Today Mr. Despouy welcomed the Maldivian authorities “for having promptly implemented this very important recommendation, which is part of the broader judicial reform,” and reflects the international obligations to which the Maldives have subscribed.
Mr. Despouy also welcomed the decision of the Special Majlis, or the constitutional assembly, to adopt a new constitution by 30 November this year. A previous Government-set deadline of 31 May had not been met because the ruling Dhivehi Rayyithunge Party (DRP) and the opposition Maldives Democratic Party (MDP) could not reach agreement on some parts of the draft constitution.
“The adoption of a new constitution is essential in order to guarantee to the Maldivian people the establishment of democratic institutions and the respect for human rights in their country,” Mr. Despouy said, adding it is also “a key prerequisite” for the nation’s first ever multi-party elections to be staged by the end of 2008.

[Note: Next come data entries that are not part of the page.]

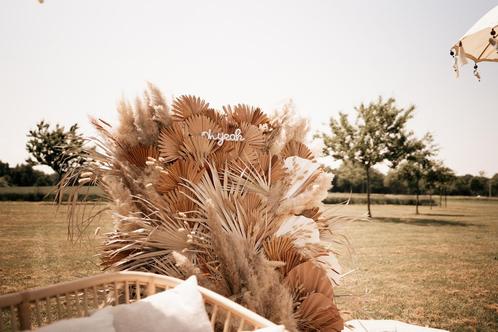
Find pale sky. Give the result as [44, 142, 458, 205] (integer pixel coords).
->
[0, 0, 498, 176]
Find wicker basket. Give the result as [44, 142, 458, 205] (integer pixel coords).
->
[0, 272, 276, 331]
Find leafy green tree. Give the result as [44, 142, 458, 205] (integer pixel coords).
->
[319, 97, 415, 217]
[384, 169, 409, 194]
[490, 173, 498, 196]
[398, 134, 438, 214]
[26, 120, 83, 178]
[427, 161, 456, 206]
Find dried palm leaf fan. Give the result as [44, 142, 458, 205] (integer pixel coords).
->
[64, 85, 343, 331]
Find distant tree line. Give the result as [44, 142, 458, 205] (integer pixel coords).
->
[330, 162, 498, 197]
[315, 97, 498, 217]
[0, 120, 84, 187]
[0, 161, 58, 187]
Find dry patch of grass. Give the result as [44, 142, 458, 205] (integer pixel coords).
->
[0, 202, 109, 294]
[337, 200, 498, 331]
[0, 200, 498, 331]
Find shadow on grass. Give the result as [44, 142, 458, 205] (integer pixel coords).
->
[420, 212, 468, 217]
[372, 218, 474, 227]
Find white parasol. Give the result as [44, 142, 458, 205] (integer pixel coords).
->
[450, 6, 498, 80]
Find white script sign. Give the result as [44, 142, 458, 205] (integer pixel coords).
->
[201, 128, 245, 146]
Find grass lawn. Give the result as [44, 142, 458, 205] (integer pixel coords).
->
[0, 202, 109, 294]
[0, 200, 498, 331]
[336, 200, 498, 331]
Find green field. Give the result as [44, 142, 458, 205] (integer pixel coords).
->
[0, 199, 498, 331]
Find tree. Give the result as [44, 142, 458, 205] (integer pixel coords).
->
[427, 161, 456, 206]
[319, 97, 415, 217]
[26, 120, 83, 178]
[398, 133, 438, 214]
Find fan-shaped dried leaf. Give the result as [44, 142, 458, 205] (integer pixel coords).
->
[258, 153, 286, 183]
[296, 293, 344, 332]
[284, 261, 334, 299]
[282, 140, 315, 160]
[173, 95, 209, 121]
[263, 236, 305, 277]
[223, 104, 270, 126]
[121, 144, 159, 168]
[156, 159, 204, 193]
[180, 135, 218, 164]
[158, 122, 187, 162]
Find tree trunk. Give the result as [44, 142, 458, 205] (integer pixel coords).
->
[415, 180, 420, 214]
[365, 166, 372, 218]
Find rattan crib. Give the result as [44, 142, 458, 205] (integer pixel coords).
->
[0, 272, 276, 331]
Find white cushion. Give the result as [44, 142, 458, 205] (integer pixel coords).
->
[342, 319, 448, 332]
[37, 307, 114, 332]
[254, 325, 285, 332]
[112, 276, 212, 332]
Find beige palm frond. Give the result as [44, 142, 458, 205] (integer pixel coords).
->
[155, 159, 204, 193]
[240, 123, 265, 152]
[162, 188, 198, 215]
[263, 236, 306, 277]
[145, 82, 171, 130]
[64, 85, 343, 331]
[157, 122, 187, 162]
[284, 261, 334, 299]
[257, 153, 286, 183]
[301, 206, 322, 221]
[119, 144, 159, 168]
[184, 114, 221, 136]
[282, 140, 315, 160]
[223, 104, 270, 126]
[296, 293, 344, 332]
[180, 134, 218, 164]
[173, 95, 209, 121]
[203, 108, 227, 128]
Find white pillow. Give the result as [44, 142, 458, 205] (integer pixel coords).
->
[342, 319, 448, 332]
[254, 325, 285, 332]
[37, 307, 114, 332]
[112, 276, 212, 332]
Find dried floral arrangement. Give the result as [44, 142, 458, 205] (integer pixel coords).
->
[63, 85, 343, 331]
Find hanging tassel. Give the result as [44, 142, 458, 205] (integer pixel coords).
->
[474, 63, 481, 82]
[457, 42, 468, 67]
[450, 48, 460, 78]
[489, 38, 498, 53]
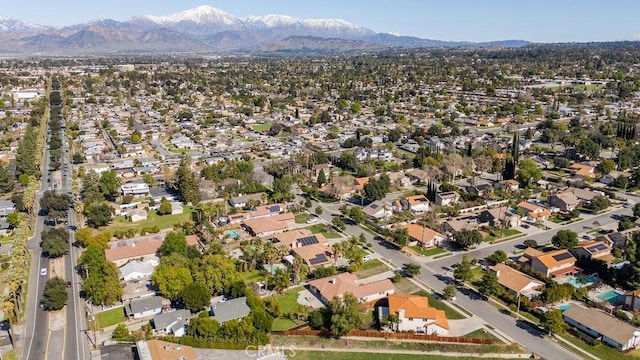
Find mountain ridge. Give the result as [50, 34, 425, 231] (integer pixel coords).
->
[0, 5, 528, 55]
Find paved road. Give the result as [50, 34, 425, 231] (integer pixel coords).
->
[22, 109, 50, 360]
[61, 123, 89, 360]
[313, 203, 582, 360]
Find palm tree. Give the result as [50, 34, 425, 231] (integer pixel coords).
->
[2, 300, 15, 347]
[331, 242, 345, 265]
[291, 255, 310, 284]
[271, 270, 291, 295]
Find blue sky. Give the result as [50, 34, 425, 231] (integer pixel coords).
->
[5, 0, 640, 42]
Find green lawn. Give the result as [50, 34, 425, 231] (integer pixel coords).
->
[288, 350, 504, 360]
[100, 206, 193, 234]
[96, 308, 125, 329]
[462, 329, 501, 343]
[295, 213, 311, 224]
[305, 224, 342, 239]
[502, 229, 522, 237]
[393, 278, 420, 294]
[415, 290, 465, 320]
[356, 259, 389, 279]
[240, 270, 265, 284]
[271, 287, 304, 331]
[251, 123, 273, 132]
[558, 334, 637, 360]
[277, 287, 304, 314]
[411, 245, 447, 256]
[271, 317, 300, 331]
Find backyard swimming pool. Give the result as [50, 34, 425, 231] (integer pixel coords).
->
[596, 290, 622, 305]
[558, 303, 573, 311]
[567, 275, 598, 288]
[224, 230, 240, 240]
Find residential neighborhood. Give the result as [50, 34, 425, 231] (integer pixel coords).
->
[0, 30, 640, 359]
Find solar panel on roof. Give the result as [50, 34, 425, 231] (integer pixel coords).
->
[298, 235, 320, 246]
[552, 252, 572, 261]
[309, 254, 329, 265]
[587, 244, 607, 252]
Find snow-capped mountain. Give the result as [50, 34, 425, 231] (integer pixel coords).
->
[129, 5, 374, 37]
[128, 5, 244, 35]
[0, 5, 525, 55]
[0, 16, 50, 33]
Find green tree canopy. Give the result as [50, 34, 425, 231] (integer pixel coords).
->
[157, 196, 173, 215]
[516, 159, 542, 188]
[85, 204, 114, 228]
[551, 230, 578, 249]
[40, 228, 69, 258]
[453, 229, 482, 248]
[181, 281, 211, 313]
[42, 276, 68, 310]
[330, 293, 363, 337]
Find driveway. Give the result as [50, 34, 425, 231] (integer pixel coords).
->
[297, 289, 324, 309]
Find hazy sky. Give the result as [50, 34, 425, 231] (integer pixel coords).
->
[5, 0, 640, 42]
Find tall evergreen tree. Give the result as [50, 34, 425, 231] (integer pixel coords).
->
[175, 156, 200, 205]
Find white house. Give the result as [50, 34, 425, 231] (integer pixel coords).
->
[153, 309, 191, 337]
[362, 200, 393, 220]
[119, 255, 159, 281]
[378, 294, 449, 335]
[562, 304, 640, 351]
[124, 296, 162, 319]
[120, 183, 149, 196]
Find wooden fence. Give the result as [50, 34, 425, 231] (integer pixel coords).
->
[271, 330, 492, 345]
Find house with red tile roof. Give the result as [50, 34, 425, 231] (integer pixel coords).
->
[309, 272, 396, 304]
[378, 294, 449, 336]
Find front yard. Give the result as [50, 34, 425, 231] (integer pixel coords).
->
[305, 224, 342, 239]
[96, 307, 126, 329]
[271, 287, 306, 331]
[411, 245, 447, 256]
[295, 213, 311, 224]
[415, 290, 466, 320]
[100, 206, 193, 234]
[355, 259, 389, 279]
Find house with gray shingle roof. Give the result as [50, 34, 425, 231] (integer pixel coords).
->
[209, 296, 251, 324]
[562, 304, 640, 351]
[153, 309, 191, 337]
[124, 296, 162, 319]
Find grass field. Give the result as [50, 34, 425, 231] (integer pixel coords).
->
[288, 350, 510, 360]
[251, 123, 273, 132]
[411, 245, 447, 256]
[271, 317, 300, 331]
[96, 308, 125, 329]
[240, 270, 265, 284]
[277, 287, 304, 314]
[271, 335, 523, 359]
[271, 287, 304, 331]
[356, 259, 389, 279]
[558, 334, 638, 360]
[415, 290, 465, 320]
[100, 206, 193, 234]
[393, 278, 420, 294]
[462, 329, 500, 343]
[305, 224, 342, 239]
[295, 213, 311, 224]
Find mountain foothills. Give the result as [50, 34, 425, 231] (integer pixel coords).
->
[0, 5, 528, 55]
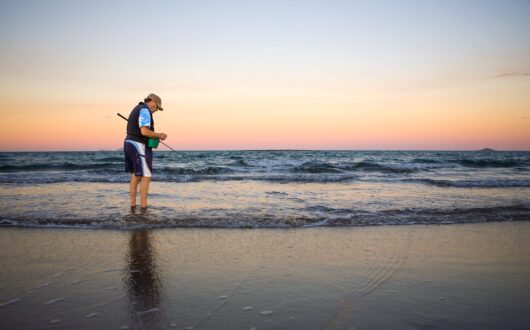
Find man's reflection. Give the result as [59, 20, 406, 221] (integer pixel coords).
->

The Special Rapporteur called for “a successful transition towards a democratic system of governance based on a separation of powers.”
But he voiced concern about the pace of the constitutional reform process after the Speaker of the Special Majlis indicated last Sunday that he did not plan to resume the work of the assembly for 10 days – even though the Special Majlis had previously agreed to convene four times a week so that it can meet the 30 November deadline.